On whether Spartan owned trade secrets, the jury gave a mixed response. The jury found that Spartan owned trade secrets in its marketing, advertising, and pricing strategies related to the FODS trackout mat, as well as in its vendor and customer lists. The jury did not find trade secret protection for other categories, apparently agreeing that some manufacturing processes represented common industry knowledge.
On misappropriation, the jury found that Signature misappropriated some of Spartan's trade secrets, specifically the marketing strategies, pricing strategies, and customer lists.
The jury calculated compensatory damages for trade secret misappropriation. It awarded Spartan $2.3 million in disgorgement of Signature's past profits from using the stolen trade secrets, $570,000 for development costs that Signature avoided, and $5.5 million as a reasonable royalty.
On exemplary damages, the jury found that Signature willfully and maliciously misappropriated Spartan's trade secrets. The jury awarded $8 million in exemplary damages, reflecting its view that Signature's actions deserved significant punishment.
The jury also addressed Signature's counterclaim for breach of contract. It found that Signature proved Spartan breached Section 2.2 of the 2019 settlement agreement by manufacturing, marketing, advertising, or selling mats designed to interlock with mats manufactured by Spartan prior to December 19, 2026.
For breach of contract damages, the jury awarded Signature $1.2 million in actual lost profits and another $1.2 million in disgorgement of Spartan's past profits from the breach.
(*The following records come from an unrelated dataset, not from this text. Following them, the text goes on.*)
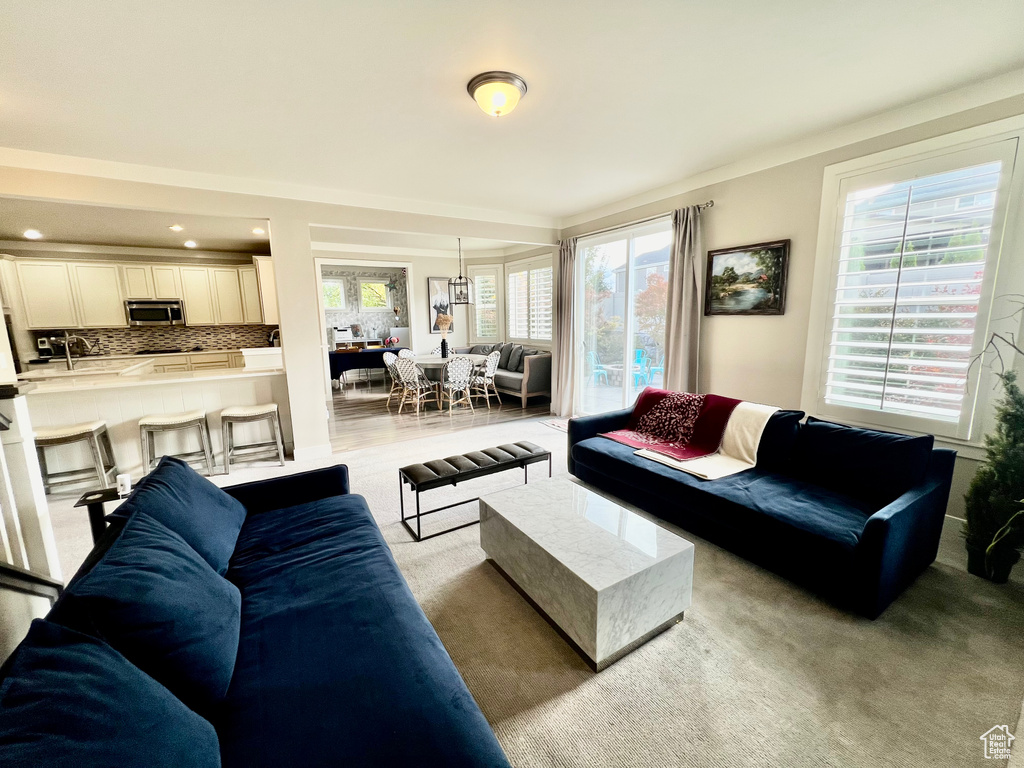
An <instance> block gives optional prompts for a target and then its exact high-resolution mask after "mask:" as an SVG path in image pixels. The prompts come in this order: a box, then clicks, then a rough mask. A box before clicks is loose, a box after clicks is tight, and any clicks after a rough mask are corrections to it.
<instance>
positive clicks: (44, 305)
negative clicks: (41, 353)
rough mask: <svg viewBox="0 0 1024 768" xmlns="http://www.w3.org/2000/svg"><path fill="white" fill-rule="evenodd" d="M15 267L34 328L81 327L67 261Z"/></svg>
mask: <svg viewBox="0 0 1024 768" xmlns="http://www.w3.org/2000/svg"><path fill="white" fill-rule="evenodd" d="M15 266H16V269H17V282H18V285H19V286H20V289H22V301H24V302H25V314H26V319H27V322H28V324H29V328H30V329H41V330H49V329H54V330H55V329H63V328H78V315H77V314H76V312H75V299H74V294H73V293H72V288H71V274H70V273H69V272H68V264H67V263H66V262H63V261H17V262H15ZM123 316H124V315H123V314H122V317H123Z"/></svg>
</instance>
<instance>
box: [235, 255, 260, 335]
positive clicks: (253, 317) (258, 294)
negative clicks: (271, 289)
mask: <svg viewBox="0 0 1024 768" xmlns="http://www.w3.org/2000/svg"><path fill="white" fill-rule="evenodd" d="M239 284H240V285H241V286H242V314H243V319H244V322H246V323H250V324H260V323H262V322H263V311H262V310H261V309H260V298H259V279H258V278H257V276H256V267H254V266H244V267H241V268H240V269H239Z"/></svg>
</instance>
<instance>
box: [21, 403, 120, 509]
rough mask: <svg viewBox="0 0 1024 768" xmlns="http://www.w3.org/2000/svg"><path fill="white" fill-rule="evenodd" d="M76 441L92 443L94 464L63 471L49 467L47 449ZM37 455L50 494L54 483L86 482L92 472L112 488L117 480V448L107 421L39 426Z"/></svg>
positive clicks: (101, 481) (37, 446)
mask: <svg viewBox="0 0 1024 768" xmlns="http://www.w3.org/2000/svg"><path fill="white" fill-rule="evenodd" d="M73 442H88V443H89V451H90V453H91V454H92V466H91V467H83V468H82V469H69V470H66V471H62V472H49V471H48V470H47V468H46V451H45V449H47V447H53V446H54V445H69V444H71V443H73ZM36 455H37V456H38V457H39V469H40V470H41V471H42V474H43V488H44V489H45V490H46V493H47V494H49V493H50V488H51V487H53V486H55V485H70V484H72V483H79V482H83V481H85V480H88V479H89V478H90V477H91V476H95V478H96V480H97V481H98V482H99V487H101V488H109V487H111V486H112V485H113V484H114V478H115V477H116V476H117V474H118V465H117V462H115V461H114V449H113V447H112V446H111V436H110V435H109V434H108V433H106V422H104V421H89V422H85V423H84V424H71V425H68V426H63V427H48V428H46V429H37V430H36Z"/></svg>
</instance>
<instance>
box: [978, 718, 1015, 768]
mask: <svg viewBox="0 0 1024 768" xmlns="http://www.w3.org/2000/svg"><path fill="white" fill-rule="evenodd" d="M978 738H980V739H981V740H982V741H984V742H985V760H1010V744H1011V743H1013V740H1014V738H1015V736H1014V734H1013V733H1011V732H1010V727H1009V726H1006V725H993V726H992V727H991V728H989V729H988V730H987V731H985V732H984V733H982V734H981V735H980V736H978Z"/></svg>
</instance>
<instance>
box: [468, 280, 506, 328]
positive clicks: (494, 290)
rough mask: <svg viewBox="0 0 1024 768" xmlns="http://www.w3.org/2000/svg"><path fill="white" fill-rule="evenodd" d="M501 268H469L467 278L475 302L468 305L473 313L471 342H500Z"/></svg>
mask: <svg viewBox="0 0 1024 768" xmlns="http://www.w3.org/2000/svg"><path fill="white" fill-rule="evenodd" d="M501 274H502V267H501V266H500V265H498V266H478V265H471V266H470V267H469V276H470V279H471V280H472V281H473V285H474V287H475V289H476V297H475V301H474V302H473V303H472V304H471V305H470V307H471V311H472V313H473V326H472V331H473V341H501V339H502V329H501V296H500V295H499V290H500V288H501Z"/></svg>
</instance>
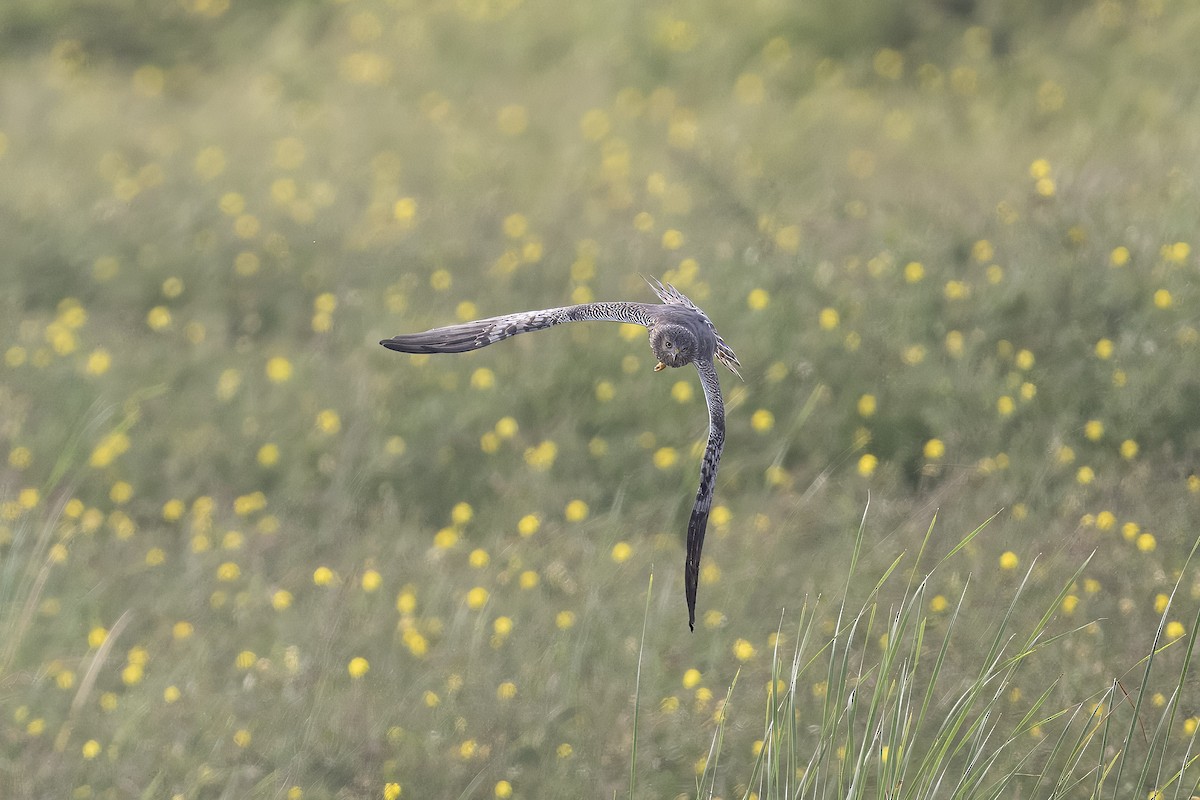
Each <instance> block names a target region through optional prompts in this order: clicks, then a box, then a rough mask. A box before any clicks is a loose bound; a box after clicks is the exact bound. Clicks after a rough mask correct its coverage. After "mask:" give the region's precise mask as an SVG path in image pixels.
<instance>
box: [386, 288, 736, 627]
mask: <svg viewBox="0 0 1200 800" xmlns="http://www.w3.org/2000/svg"><path fill="white" fill-rule="evenodd" d="M646 282H647V283H648V284H649V285H650V288H652V289H653V290H654V294H656V295H658V296H659V299H660V300H661V301H662V302H661V303H647V302H586V303H581V305H577V306H563V307H560V308H546V309H544V311H526V312H520V313H516V314H505V315H503V317H488V318H487V319H476V320H475V321H472V323H463V324H461V325H448V326H446V327H434V329H433V330H430V331H425V332H424V333H404V335H401V336H394V337H392V338H390V339H383V341H382V342H379V344H382V345H384V347H385V348H388V349H389V350H397V351H400V353H466V351H468V350H478V349H479V348H484V347H487V345H488V344H494V343H496V342H499V341H500V339H506V338H509V337H510V336H516V335H517V333H527V332H529V331H540V330H544V329H547V327H551V326H553V325H560V324H562V323H583V321H594V320H601V321H612V323H634V324H637V325H644V326H646V327H647V329H648V330H649V333H650V350H653V351H654V357H655V359H658V363H656V365H655V367H654V372H659V371H661V369H664V368H666V367H682V366H684V365H688V363H694V365H696V371H697V372H698V373H700V384H701V386H702V387H703V390H704V401H706V402H707V404H708V446H707V447H706V449H704V461H703V462H702V463H701V468H700V488H698V489H697V491H696V504H695V505H694V506H692V509H691V518H690V519H689V521H688V559H686V561H685V564H684V591H685V594H686V597H688V626H689V627H690V628H691V630H696V584H697V583H698V581H700V553H701V549H702V548H703V546H704V530H706V529H707V528H708V515H709V512H710V511H712V507H713V485H714V482H715V481H716V468H718V467H719V465H720V463H721V449H722V446H724V445H725V403H724V402H722V401H721V384H720V380H719V379H718V377H716V368H715V366H714V363H713V359H714V357H715V359H716V361H720V362H721V363H724V365H725V366H726V367H728V368H730V369H731V371H732V372H733V374H734V375H737V377H738V378H740V377H742V373H739V372H738V367H739V366H742V365H740V362H738V357H737V356H736V355H734V354H733V350H732V349H731V348H730V345H727V344H726V343H725V339H722V338H721V337H720V336H719V335H718V332H716V329H715V327H714V326H713V323H712V320H709V319H708V315H707V314H704V312H702V311H701V309H700V308H698V307H697V306H696V303H694V302H692V301H691V300H689V299H688V297H686V296H684V294H683V293H682V291H679V290H678V289H676V288H674V287H673V285H671V284H670V283H668V284H666V285H664V284H662V283H661V282H659V281H649V279H647V281H646Z"/></svg>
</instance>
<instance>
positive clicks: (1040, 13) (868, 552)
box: [0, 0, 1200, 800]
mask: <svg viewBox="0 0 1200 800" xmlns="http://www.w3.org/2000/svg"><path fill="white" fill-rule="evenodd" d="M1196 41H1200V8H1198V7H1196V6H1195V5H1194V4H1192V2H1187V1H1184V0H1099V1H1096V0H1078V1H1070V0H1064V1H1060V2H1032V1H1021V2H1002V1H1001V0H978V1H972V0H941V1H938V0H923V1H918V2H890V1H888V0H871V1H869V2H860V4H853V7H848V6H847V4H844V2H840V1H835V0H808V1H804V2H781V1H778V0H762V1H756V2H737V4H734V2H720V1H716V2H704V4H684V2H650V4H641V2H619V1H618V2H604V4H562V2H550V1H547V0H454V1H449V2H406V1H404V0H338V1H332V0H319V1H318V0H306V1H299V2H254V4H250V2H239V1H238V0H179V2H170V4H160V2H146V1H144V0H140V1H139V0H94V1H91V2H71V1H67V0H56V1H34V0H10V1H8V2H6V4H4V6H2V7H0V242H2V248H0V276H2V282H0V351H2V363H0V459H2V461H0V559H2V561H0V789H2V793H4V796H6V798H7V796H13V798H20V796H30V798H34V796H38V798H41V796H73V798H91V796H97V798H125V796H180V798H250V796H256V798H289V799H292V800H298V799H299V798H335V796H336V798H359V796H362V798H379V796H385V798H392V799H394V798H396V796H418V798H420V796H431V798H433V796H476V798H486V796H499V798H508V796H528V798H534V796H612V794H613V793H614V792H625V790H626V789H628V782H629V762H630V752H631V738H632V710H634V680H635V675H636V669H637V645H638V639H640V636H641V628H642V624H643V616H644V614H643V609H644V607H646V606H644V603H646V590H647V584H648V581H649V576H650V573H652V572H653V575H654V590H653V596H652V600H650V604H649V616H648V618H647V619H646V622H647V628H648V632H647V643H646V651H644V655H643V658H642V663H643V668H642V686H641V693H640V703H641V708H642V720H641V722H640V726H641V728H640V735H641V739H640V741H638V747H637V750H638V770H640V775H638V787H640V792H641V793H644V796H676V795H688V794H689V793H691V792H692V790H694V789H695V780H696V777H695V776H696V775H697V774H698V771H700V770H702V769H703V765H704V763H706V758H707V757H708V754H709V745H710V741H712V736H713V730H714V726H715V720H716V718H718V717H719V715H721V714H722V712H724V714H725V720H726V724H727V729H726V734H725V736H726V740H725V750H724V754H722V766H721V771H720V775H719V778H718V783H716V787H718V794H719V795H720V796H742V794H743V793H744V792H745V790H746V786H745V780H746V776H748V774H749V765H750V764H751V763H752V760H754V754H755V752H756V751H755V747H756V745H755V741H756V739H758V738H761V735H762V729H761V722H762V716H761V715H762V704H763V702H764V699H766V693H764V686H766V684H767V681H768V676H769V664H770V652H772V648H773V646H774V645H775V643H776V637H775V632H776V631H779V630H780V620H781V619H782V628H781V630H782V631H784V636H782V637H781V638H780V639H779V642H780V643H781V644H782V646H788V644H787V643H788V642H790V640H792V639H793V638H794V636H793V633H794V631H793V630H792V628H791V627H790V621H788V620H790V619H794V612H796V610H798V609H799V607H800V606H802V604H803V603H804V602H805V600H806V599H808V601H809V602H811V601H812V599H814V597H816V596H817V595H822V596H827V597H828V596H838V595H839V593H840V591H841V587H842V583H844V582H845V576H846V570H847V566H846V565H847V563H848V551H850V547H851V543H852V540H853V534H854V530H856V528H857V524H858V519H859V518H860V517H862V515H863V512H864V509H865V507H866V506H868V501H869V503H870V509H869V511H868V517H866V525H868V534H866V542H868V553H866V558H865V564H864V565H862V566H860V570H862V575H864V576H865V577H864V578H863V587H860V588H859V589H858V590H857V593H858V595H860V596H862V595H865V594H866V591H868V590H869V589H870V588H871V587H872V585H874V581H875V577H876V576H877V571H878V569H881V567H882V565H887V564H890V563H892V561H893V560H894V559H896V558H898V557H900V555H901V554H905V553H907V554H908V555H907V558H908V559H910V560H908V561H907V563H906V569H916V566H917V565H914V564H913V563H912V558H913V554H914V553H916V549H917V548H918V547H919V543H920V541H922V537H923V536H924V534H925V531H926V529H928V528H929V524H930V522H931V521H932V519H934V516H935V512H936V513H937V523H936V525H937V527H936V528H935V536H934V543H932V548H934V551H944V549H946V548H948V547H949V546H952V545H953V543H954V542H958V541H959V540H960V539H961V537H962V536H964V535H965V534H966V533H967V531H970V530H972V529H974V528H976V527H977V525H979V524H980V523H983V522H984V521H985V519H986V518H989V517H991V515H994V513H996V512H1000V515H998V516H997V517H996V519H995V521H994V522H992V523H991V524H990V525H989V528H988V529H986V530H985V531H984V534H983V535H982V536H980V537H979V539H977V540H976V541H974V542H973V543H972V546H971V547H970V548H968V549H967V551H965V552H964V553H960V554H959V555H958V557H956V560H955V561H954V563H953V569H952V570H949V571H943V572H940V573H938V575H940V578H938V579H940V581H941V582H942V583H941V584H938V585H936V587H934V590H935V591H936V593H937V596H936V597H934V612H935V614H936V613H937V612H938V609H940V608H944V607H946V603H947V597H948V599H950V602H952V603H953V602H954V601H955V599H956V597H958V594H959V593H960V591H961V590H962V588H964V585H965V583H966V581H967V576H972V578H971V581H972V583H973V587H972V589H971V591H970V593H968V607H967V609H965V610H964V614H973V615H977V616H973V618H970V619H978V620H986V619H989V616H990V615H992V614H995V612H996V608H997V607H1000V606H1003V604H1004V603H1006V602H1007V601H1006V597H1007V596H1008V594H1009V593H1010V591H1012V589H1013V587H1015V585H1016V583H1018V582H1019V581H1020V579H1021V577H1022V576H1024V575H1025V571H1026V570H1028V569H1030V566H1031V565H1033V564H1034V563H1036V564H1037V566H1036V567H1034V569H1033V572H1032V573H1031V576H1030V581H1031V584H1032V587H1033V588H1034V590H1037V588H1038V587H1044V588H1045V591H1050V593H1054V591H1057V589H1058V585H1060V583H1061V581H1062V579H1066V578H1068V577H1069V576H1070V573H1072V572H1073V571H1074V569H1075V567H1076V566H1078V565H1079V564H1080V563H1082V560H1084V559H1085V558H1086V557H1087V554H1088V553H1091V552H1092V551H1096V552H1097V555H1096V558H1094V559H1093V560H1092V563H1091V564H1090V565H1088V567H1087V569H1086V571H1085V572H1084V576H1082V578H1081V579H1080V581H1079V583H1078V585H1075V587H1073V591H1072V594H1070V595H1069V596H1068V597H1067V601H1064V602H1063V604H1062V608H1061V618H1062V619H1061V627H1062V628H1063V630H1069V628H1072V627H1076V626H1085V628H1084V630H1082V631H1081V632H1080V633H1078V634H1075V636H1074V637H1073V638H1068V639H1067V644H1066V645H1064V648H1063V649H1062V650H1061V651H1060V652H1058V655H1057V656H1056V657H1055V658H1050V660H1048V661H1046V662H1045V663H1040V664H1037V666H1036V667H1033V668H1031V672H1030V673H1028V675H1027V678H1028V680H1030V687H1028V693H1030V694H1037V693H1038V692H1039V691H1040V688H1039V687H1040V686H1044V685H1046V684H1048V682H1049V680H1051V679H1054V678H1058V676H1060V675H1062V674H1063V673H1067V674H1066V678H1064V680H1063V686H1062V688H1063V693H1064V700H1066V702H1078V700H1080V698H1084V697H1087V696H1088V693H1091V692H1094V691H1096V690H1098V688H1102V687H1103V686H1105V685H1106V684H1108V681H1110V680H1111V679H1112V678H1116V676H1121V675H1123V674H1126V672H1127V670H1128V669H1130V668H1132V667H1133V666H1134V664H1135V663H1136V661H1138V658H1139V657H1140V656H1141V655H1144V654H1145V652H1146V651H1147V649H1148V648H1150V643H1151V640H1152V637H1153V630H1154V626H1156V625H1157V621H1158V616H1159V613H1160V612H1162V608H1163V606H1164V602H1165V595H1164V593H1166V591H1169V590H1170V587H1171V585H1172V584H1174V582H1175V579H1176V578H1177V577H1178V575H1180V570H1181V569H1182V564H1183V557H1184V554H1186V553H1187V552H1188V549H1189V548H1190V546H1192V543H1193V541H1194V539H1195V536H1196V533H1195V529H1194V516H1195V510H1196V506H1198V503H1200V479H1198V477H1196V476H1195V475H1194V470H1195V468H1196V461H1198V456H1200V431H1198V427H1196V425H1195V417H1196V413H1198V409H1200V303H1198V297H1200V287H1198V283H1196V269H1198V253H1196V252H1194V251H1193V243H1194V241H1195V239H1196V224H1198V218H1200V217H1198V212H1200V190H1198V167H1196V166H1198V164H1200V137H1198V133H1196V132H1198V131H1200V107H1198V91H1200V72H1198V71H1196V70H1195V42H1196ZM638 273H642V275H647V276H658V277H661V278H664V279H665V281H668V282H672V283H674V284H676V285H678V287H679V288H680V289H682V290H683V291H684V293H686V294H688V295H689V296H691V297H692V299H694V300H695V301H696V302H697V303H698V305H701V306H702V307H703V308H704V309H706V311H707V313H708V314H709V315H710V317H712V319H713V320H714V323H715V324H716V326H718V329H719V330H720V332H721V333H722V336H724V337H725V338H726V341H727V342H728V343H730V344H731V345H732V347H733V348H734V349H736V350H737V353H738V356H739V357H740V360H742V363H743V365H744V367H743V374H744V377H745V381H744V383H739V381H738V380H737V379H736V378H733V377H732V375H730V374H728V373H727V372H722V374H721V380H722V385H724V387H725V392H726V397H727V402H728V437H727V440H726V450H725V461H724V463H722V468H721V471H720V475H719V479H718V488H716V504H718V509H716V510H715V511H714V515H713V524H712V527H710V533H709V542H708V546H707V548H706V552H704V559H706V561H704V571H703V576H702V583H701V589H700V603H698V620H697V630H696V632H695V633H689V632H688V628H686V609H685V606H684V601H683V585H682V584H683V582H682V564H683V547H682V542H683V536H684V529H685V525H686V517H688V511H689V510H690V506H691V500H692V497H694V493H695V486H696V482H697V474H698V458H700V453H701V449H702V445H703V438H704V432H706V415H704V410H703V409H704V404H703V397H702V395H701V392H700V386H698V383H697V380H696V375H695V372H694V371H691V369H690V368H689V369H684V371H679V372H674V371H671V372H664V373H659V374H654V373H653V372H652V367H653V366H654V360H653V357H652V356H650V353H649V350H648V348H647V345H646V341H644V332H643V331H626V330H624V329H622V327H618V326H614V325H604V324H595V325H576V326H571V327H566V329H560V330H556V331H551V332H546V333H539V335H536V336H528V337H520V338H517V339H514V341H511V342H505V343H503V344H499V345H497V347H494V348H488V349H485V350H482V351H479V353H474V354H469V355H458V356H439V357H412V356H406V355H398V354H394V353H389V351H386V350H384V349H383V348H380V347H378V344H377V343H376V342H377V341H378V339H380V338H383V337H388V336H392V335H395V333H400V332H412V331H418V330H424V329H427V327H432V326H437V325H444V324H449V323H452V321H456V320H461V319H470V318H475V317H485V315H492V314H500V313H506V312H512V311H520V309H529V308H541V307H550V306H559V305H566V303H571V302H583V301H588V300H592V299H596V300H604V299H628V300H642V301H650V300H653V296H652V293H650V291H649V290H648V289H647V287H646V285H644V283H643V282H642V279H641V278H640V277H638ZM869 498H870V500H868V499H869ZM1184 585H1186V587H1188V588H1189V589H1190V596H1189V597H1184V599H1182V603H1183V604H1182V607H1181V608H1182V609H1186V608H1194V606H1195V603H1196V597H1198V596H1200V582H1195V581H1194V579H1192V578H1186V582H1184ZM854 593H856V588H854V587H852V588H851V594H854ZM1051 596H1052V594H1051ZM884 597H886V593H884ZM938 599H941V602H940V603H938V602H937V601H938ZM1188 603H1190V606H1188ZM883 608H884V609H886V604H884V606H883ZM790 615H791V616H790ZM1183 616H1184V610H1181V619H1183ZM1093 620H1099V621H1094V622H1093ZM1184 621H1186V620H1184ZM1088 622H1092V624H1091V625H1088ZM1175 625H1176V626H1177V627H1174V628H1172V627H1171V626H1170V625H1169V626H1168V630H1166V634H1168V636H1169V637H1171V638H1177V637H1178V636H1180V634H1181V633H1182V632H1183V625H1181V624H1180V622H1175ZM830 630H832V628H830ZM827 632H828V631H827ZM1172 634H1174V636H1172ZM955 652H956V655H955V656H954V657H961V658H962V661H964V662H965V663H966V664H968V666H967V667H966V668H971V667H970V664H971V656H972V655H973V652H972V650H971V640H970V636H967V637H965V639H964V642H962V645H961V649H958V650H956V651H955ZM952 660H953V658H952ZM738 669H740V670H742V674H740V678H739V679H738V685H737V688H736V691H734V693H733V696H732V700H733V702H732V704H731V705H730V708H728V709H725V708H724V706H722V700H724V698H725V693H726V691H727V688H728V686H730V684H731V681H732V680H733V676H734V674H736V673H737V672H738ZM820 691H821V690H820V686H816V685H814V686H812V693H814V694H815V696H818V694H820ZM1010 702H1012V703H1013V704H1014V709H1019V708H1020V703H1021V698H1020V696H1019V693H1016V694H1015V696H1014V697H1013V698H1010ZM1193 705H1194V704H1193ZM1196 712H1198V714H1200V709H1198V711H1196ZM1192 724H1193V728H1194V722H1193V723H1192Z"/></svg>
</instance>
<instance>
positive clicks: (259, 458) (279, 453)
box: [257, 441, 280, 467]
mask: <svg viewBox="0 0 1200 800" xmlns="http://www.w3.org/2000/svg"><path fill="white" fill-rule="evenodd" d="M257 458H258V463H259V465H260V467H275V465H276V464H277V463H280V446H278V445H276V444H274V443H270V441H269V443H266V444H265V445H263V446H262V447H259V449H258V456H257Z"/></svg>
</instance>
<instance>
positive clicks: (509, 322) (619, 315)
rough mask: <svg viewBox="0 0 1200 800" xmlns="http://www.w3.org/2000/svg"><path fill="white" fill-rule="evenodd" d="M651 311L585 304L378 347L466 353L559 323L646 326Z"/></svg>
mask: <svg viewBox="0 0 1200 800" xmlns="http://www.w3.org/2000/svg"><path fill="white" fill-rule="evenodd" d="M653 308H654V306H648V305H647V303H641V302H588V303H583V305H580V306H564V307H562V308H545V309H542V311H523V312H520V313H516V314H505V315H503V317H488V318H487V319H476V320H474V321H470V323H462V324H461V325H446V326H445V327H434V329H433V330H430V331H425V332H422V333H402V335H400V336H394V337H391V338H390V339H383V341H382V342H379V344H382V345H384V347H385V348H388V349H389V350H396V351H398V353H467V351H468V350H478V349H479V348H482V347H487V345H488V344H494V343H497V342H499V341H500V339H506V338H509V337H510V336H516V335H517V333H528V332H529V331H540V330H544V329H547V327H551V326H553V325H559V324H562V323H578V321H589V320H607V321H614V323H636V324H638V325H648V324H649V323H650V319H652V313H653V312H652V309H653Z"/></svg>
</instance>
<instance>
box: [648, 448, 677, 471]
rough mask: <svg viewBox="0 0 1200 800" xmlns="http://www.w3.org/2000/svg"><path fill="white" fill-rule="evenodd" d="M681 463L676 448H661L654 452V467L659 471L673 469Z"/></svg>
mask: <svg viewBox="0 0 1200 800" xmlns="http://www.w3.org/2000/svg"><path fill="white" fill-rule="evenodd" d="M678 461H679V453H678V452H677V451H676V449H674V447H659V449H658V450H655V451H654V465H655V467H658V468H659V469H671V468H672V467H674V464H676V462H678Z"/></svg>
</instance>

The verdict represented a partial victory for both sides. Spartan obtained substantial damage awards totaling over $16 million when combining compensatory and exemplary damages. However, Signature also prevailed on its counterclaim, winning $2.4 million in damages.
The mixed verdict reflected the jury's careful consideration of complex evidence about trade secrets, independent development, and contractual obligations. The case highlighted challenges companies face in protecting confidential information during merger and acquisition discussions. The verdict sent a message that companies exploring acquisitions must carefully track and limit their use of information gained during due diligence, even if the deal falls through.